One of the best places to visit is Ostia Antica, one-time port of Rome, a superb example of a prosperous city of the imperial era, today a little-publicized peaceful place where you can wander for hours, or just sit dreaming, and feel all the better for it. If you come down from Rome at dawn, like the Dolce Vita crowd, you find Via Ostiense and Via del Mare only moderately busy. Later you encounter congestion, delays and always an accident up ahead. From central Rome head south and keep to the east (left) bank of the Tiber; cross it and you end up at the airport (Ostia Antica and Fiumicino village are however equally accessible from that road). Avoid these busy roads altogether by finding Via Cristoforo Colombo, near Caracalla baths, and following it through the EUR zone (the big sports complex) to the sea 4 km east of Lido di Ostia.
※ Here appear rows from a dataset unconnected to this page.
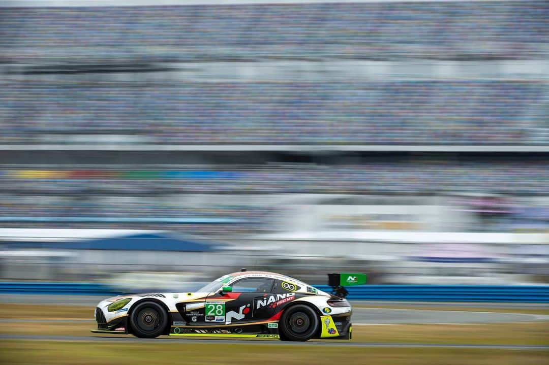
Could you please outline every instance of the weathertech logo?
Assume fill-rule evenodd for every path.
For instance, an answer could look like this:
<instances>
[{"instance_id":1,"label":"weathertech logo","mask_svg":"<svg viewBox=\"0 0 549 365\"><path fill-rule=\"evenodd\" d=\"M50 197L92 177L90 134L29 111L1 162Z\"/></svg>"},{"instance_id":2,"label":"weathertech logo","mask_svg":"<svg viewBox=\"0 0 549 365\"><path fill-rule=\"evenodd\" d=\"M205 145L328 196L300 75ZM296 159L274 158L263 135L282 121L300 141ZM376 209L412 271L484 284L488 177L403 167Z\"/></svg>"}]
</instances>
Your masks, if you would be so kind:
<instances>
[{"instance_id":1,"label":"weathertech logo","mask_svg":"<svg viewBox=\"0 0 549 365\"><path fill-rule=\"evenodd\" d=\"M357 282L357 279L356 276L349 276L347 277L348 283L356 283Z\"/></svg>"}]
</instances>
From junctions on the main line from Rome (Termini) to Naples (Centrale) lines branch off the the coast at Anzio, Nettuno and Terracina. A metropolitan suburban line goes from Termini station to Ostia Antica; another to Lido di Ostia, which you can also reach from Rome’s Ostiense station, off Piazza Porta San Paolo, on a local train. The COTRAL motor-coach services (www.cotralspa.it) to Anzio, Lavinio and Nettuno leave from the EUR Fermi metropolitan station (Linea B) and Subaugusta (Linea A). Buses also run from Piazza Fermi to Sabaudia and San Felice Circeo, for the Circeo National Park.